Locating provenance for a RESTful web service

This blog post shows how RESTful web services can provide, and link to, provenance data for their exposed resources by using the PROV-AQ mechanism of HTTP Link headers. This is demonstrated by showing how to update a hello world REST service implemented with Java and JAX-RS 2.0 to provide these links.

The  PROV-AQ HTTP mechanism is easiest explained by an example:

GET http://example.com/resource.html HTTP/1.1
Accept: text/html

HTTP/1.1 200 OK
Content-type: text/html
Link: <http://example.com/resource-provenance>; 
         rel="http://www.w3.org/ns/prov#has_provenance"; 
         anchor="http://example.com/resource"

<html>
  <!-- ... -->
</html>

This request for http://example.com/resource.html returns some HTML, but also provides a Link: header that says that the provenance is located at http://example.com/resource-provenance.
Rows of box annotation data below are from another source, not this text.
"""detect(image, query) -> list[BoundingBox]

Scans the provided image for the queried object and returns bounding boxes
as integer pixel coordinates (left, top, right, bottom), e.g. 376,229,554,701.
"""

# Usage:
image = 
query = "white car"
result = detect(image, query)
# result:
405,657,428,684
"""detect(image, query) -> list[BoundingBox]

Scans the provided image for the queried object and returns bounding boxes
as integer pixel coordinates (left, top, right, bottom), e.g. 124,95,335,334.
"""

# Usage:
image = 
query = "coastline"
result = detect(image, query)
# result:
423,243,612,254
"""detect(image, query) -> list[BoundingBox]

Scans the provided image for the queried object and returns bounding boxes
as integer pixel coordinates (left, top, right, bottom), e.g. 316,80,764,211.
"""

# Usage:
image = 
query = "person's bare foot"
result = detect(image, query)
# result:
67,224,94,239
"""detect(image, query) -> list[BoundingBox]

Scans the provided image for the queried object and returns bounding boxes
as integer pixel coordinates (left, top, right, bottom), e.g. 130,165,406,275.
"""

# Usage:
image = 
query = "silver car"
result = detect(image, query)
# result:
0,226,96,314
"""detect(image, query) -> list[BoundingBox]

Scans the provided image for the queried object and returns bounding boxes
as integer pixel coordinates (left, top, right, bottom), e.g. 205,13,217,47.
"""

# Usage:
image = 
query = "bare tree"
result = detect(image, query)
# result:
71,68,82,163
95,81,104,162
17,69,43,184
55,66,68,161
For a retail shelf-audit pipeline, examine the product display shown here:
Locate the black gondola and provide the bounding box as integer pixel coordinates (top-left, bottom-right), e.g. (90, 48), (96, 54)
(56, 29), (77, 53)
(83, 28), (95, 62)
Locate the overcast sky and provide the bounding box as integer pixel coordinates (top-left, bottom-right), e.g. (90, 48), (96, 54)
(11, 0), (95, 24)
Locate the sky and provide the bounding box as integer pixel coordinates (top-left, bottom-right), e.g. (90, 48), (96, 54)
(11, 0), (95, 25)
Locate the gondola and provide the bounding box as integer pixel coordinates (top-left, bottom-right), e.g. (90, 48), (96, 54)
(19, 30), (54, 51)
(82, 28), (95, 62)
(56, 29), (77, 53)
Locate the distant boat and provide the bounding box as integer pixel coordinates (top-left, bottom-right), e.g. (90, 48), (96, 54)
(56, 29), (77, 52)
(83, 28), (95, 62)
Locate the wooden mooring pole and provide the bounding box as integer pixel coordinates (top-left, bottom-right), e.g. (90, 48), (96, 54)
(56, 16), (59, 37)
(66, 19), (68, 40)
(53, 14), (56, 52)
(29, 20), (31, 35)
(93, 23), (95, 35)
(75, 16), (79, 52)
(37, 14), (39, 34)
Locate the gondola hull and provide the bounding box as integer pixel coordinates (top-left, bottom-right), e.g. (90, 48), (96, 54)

Within this file, the resource is known as the anchor http://example.com/resource rather than http://example.com/resource.html. The anchor URI can be omitted if it is the same as the one requested.

Link headers are specified by RFC 5988, which also defines standard relations like rel="previous". PROV-AQ uses rel="http://www.w3.org/ns/prov#has_provenance" to say that the linked resource has the provenance data for the requested resource.

PROV-AQ also defines other relations for provenance query services and provenance pingback, which is not covered by this blog post.

Background

RESTful web services, or “Web APIs", are popular ways of exposing structured data on the web, in addition to providing simple ways to programmatically access popular services such as Twitter, Dropbox and Google+.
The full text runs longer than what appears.